2015 - Volume #39, Issue #2, Page #42[ Sample Stories From This Issue | List of All Stories In This Issue | Print this story | Read this issue]
A Hot New “Old” Breed
“We have a waiting list for hatching eggs and chicks,” says David Grote, owner of Whippoorwill Farm in Iron River, Wis.
He cautions that despite the demand, getting into the business of breeding the birds isn’t a get-rich-quick business venture. And breeders are concerned that the breed’s popularity could be its demise if people aren’t conscientious of keeping the breed pure.
Grote, a shepherd and artist, has raised Icelandic sheep for 11 years. He got his first Icelandic chickens from Lyle Behl, a fellow Icelandic sheep breeder.
“Lyle has been a great mentor for me. He was very generous with his birds and shared them first with our sheep community. It made sense that if you have Icelandic sheep you should have Icelandic chickens to go with them, ” Grote says.
Over the past 9 years, he acquired birds from 4 different lines and does not raise any other chicken breeds in order to maintain the purity of the breed that developed in isolation for more than 1,100 years in Iceland.
“The value lies in their genetics. They are around 78 percent genetically different (than modern chicken breeds),” Grote says.
They have a small head compared to body size and a short back and dome-shaped breast. Coloring varies greatly from black and white to browns, reds, blues and buffs. Legs can be willow green to yellow to blue to slate grey and combs vary in style.
“Their main traits are their natural instincts for broodiness and mothering skills for their chicks. They have good camouflage and natural instincts to ward off predators,” he adds. “They really shine when allowed to free-range and are capable of foraging much of their own food ‑ a great asset considering the cost of feed these days.”

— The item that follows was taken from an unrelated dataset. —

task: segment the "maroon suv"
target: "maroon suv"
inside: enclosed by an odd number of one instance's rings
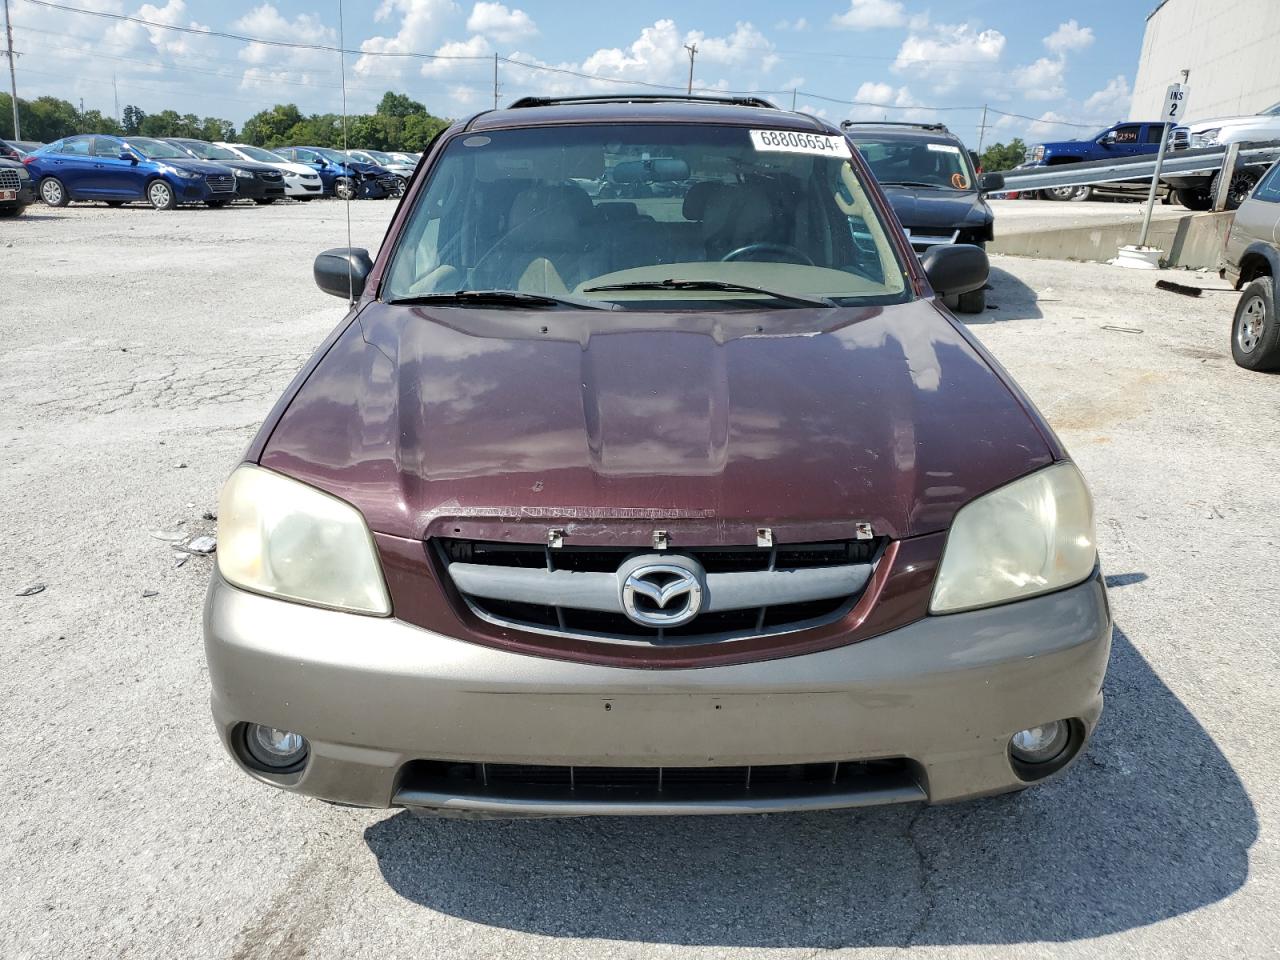
[[[432,144],[222,495],[236,762],[459,814],[1014,790],[1111,635],[1089,493],[839,130],[523,100]]]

They are good flyers and love to roost in trees. To avoid that, he feeds them their main ration in the evening inside the coop and shuts the door to keep them safe for the night.
The chickens lay about 180 medium size, ivory-colored eggs per year.
“They make a wonderful homestead flock,” Grote says, and his customers include people with small backyard flocks to people who want a self-sustaining flock that will hatch and raise their own young without the need to purchase chicks each year. The birds are not considered meat birds, though he has processed young roosters that made good fryers.
Grote sells a dozen hatching eggs for $50 (plus postage) and chicks for $8/each (plus postage). When available, started pullets run $25/each. He ships from April until about the end of June and again in the fall when the weather cools.
With proper housing, fresh water and feed, Icelandic chickens thrive in all regions, from the Deep South to the far north.
Grote and other breeders of these “Viking chickens” are pleased about the recent interest in them. He cautions that because they can look like any barnyard mix, it’s best to not purchase them from chicken swap or other similar venues, but to seek out reputable breeders to make sure that what you are purchasing is pure Icelandic and not a crossbred.
“To quote Lyle Behl, ‘Keeping them pure is the only way they can be preserved. They have been around for over a thousand years; we must be responsible keepers of this treasure’,” Grote says.